Tidiness as a life plan
All signs point to me being offered a job soon. There are very few reasons why I wouldn’t accept such an offer and we still need to get through that part, but I’m thinking positively that we’ll work it out. So if I get a job offer this week or next, I’d probably start within about three weeks. Let’s say, just to be tidy, that I would start this job on August 31. (It’s especially tidy since my last day of work three years ago was on September 1. Isn’t that exceptionally tidy?) Let’s say that I’m the kind of person who likes tidiness in all aspects of her life. Let’s say that I’d like to go back to work one day shy of three years to the day I left my old office job having written not one but TWO books. How tidy would that be? Two books in three years would be—how do you say in the English?—vindicating. Affirming. (Stick-it-in-your-eyeing to one person in particular who told me once that he had planned to finish his novel in the break he took between jobs. Except he only had one month between jobs. Apparently he found that too difficult a chore. Apparently? Writing is hard.) Two books in three years. Yes, I would like that very much. It would be the tidiest of tidy ways to go back to work.

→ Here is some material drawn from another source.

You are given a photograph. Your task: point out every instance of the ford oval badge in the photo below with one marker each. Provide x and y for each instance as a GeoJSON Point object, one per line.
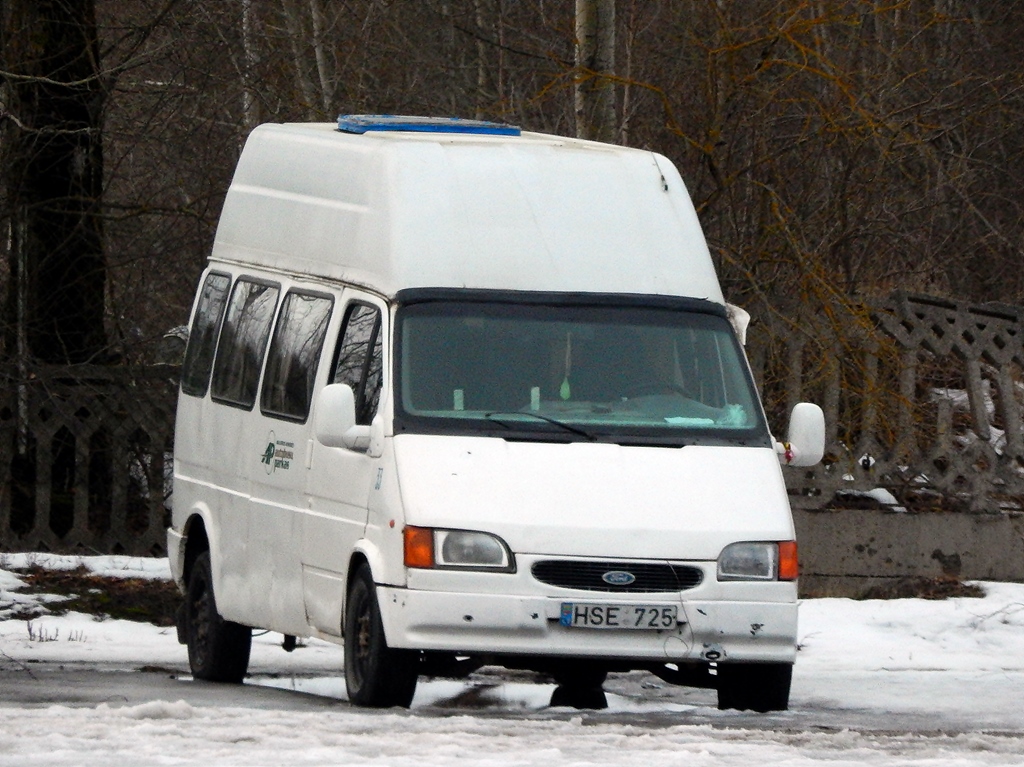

The math. My first draft needs to be somewhere around 80,000 words just to have a fighting chance at being the right kind of draft. I’m at 64,236 words now. I have a lot of revision to do throughout, of course, but to get to the end of this first draft and to 80,000 words, I need to write 15,764 words more. If August 31 is the real date, that gives me 23 writing days to finish. (This is counting weekends, but subtracting the days my husband and I are going to Pittsburgh to visit friends. No writing gets done on days like that.) That means that if I write every single one of those 23 days, I only have to produce 685 words each day to get to 80,000. (One would hope that I’d also be wrapping up all the plot at that point, but for theory’s sake, let’s go with it. It’s tidy.) If I miss a single day, that means I have to produce 716 words each day. If I leave out weekends (although I shouldn’t leave out weekends), then I’ll need to produce 927 words a day instead.
In summary, if I can write a thousand words a day every working day until the end of this month, I will have written two books (and change—don’t forget the uncollected short stories!) in three years. I like the sound of that too much not to do it.
It’s on. I didn’t even count today, but why not start now?